He adds, “We taxpayers paid for Terminal 6, now it’s standing idle.”

Asked how long the status quo should continue, Mannix laughed and said, “Thirty seconds! It’s unfortunate that the legislature doesn’t meet until January. The Port of Portland will say it’s a duplication, we’re saying it’s a substitution of their ownership of Terminal 6. I can’t see them arguing they’ve been successful: with zero containers moving it can’t get any worse.”

He admits the terminal was successful in 2003.

“The question is what are we going to do to reinstate container shipping, other than wish and hope?”

These new public employees on the dockside, where would they come from?

“I’m not going to make any predictions, you always want to hire people with expertise who are committed to public service and getting the job done,” Mannix said they are already working in Seattle and Tacoma.
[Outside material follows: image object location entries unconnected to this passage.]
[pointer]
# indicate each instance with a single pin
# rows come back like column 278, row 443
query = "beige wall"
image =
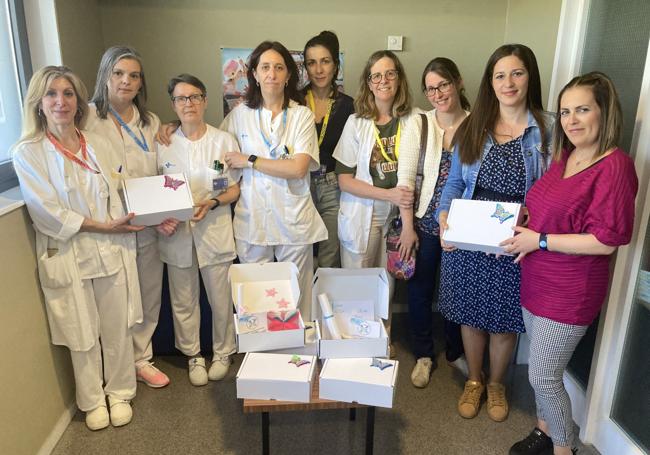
column 535, row 23
column 80, row 37
column 186, row 35
column 36, row 377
“Some are being paid by ICTSI under the guarantee of their current contract, they get a guaranteed minimum. I understand the figure is $78,000 a year, even if there is no work.”

According to the PMA, the average longshoreman salary on the west coast is $142,000 a year.

“I doubt the state compensation system is going to plug in $142,000 a year,” says Wyatt.

If Mannix’s legislation is passed in 2017, he says there will be about four months to form the shipping authority. It would be run by a board of nine directors. They would be chosen by county commissioners from across the state. They would have to have three years experience in imports and exports or shipping or international trade.

“I am not into the blame game — somehow the alignment of stars at Terminal 6 isn’t working, and we’re proposing to change that alignment so there is a new dynamic to the discussion, and that can involve new relationship with the longshoreman union, or with ICTSI,” said Mannix. “But the bottom line is, how do we get container ships running in a reliable and predictable and cost effective fashion?”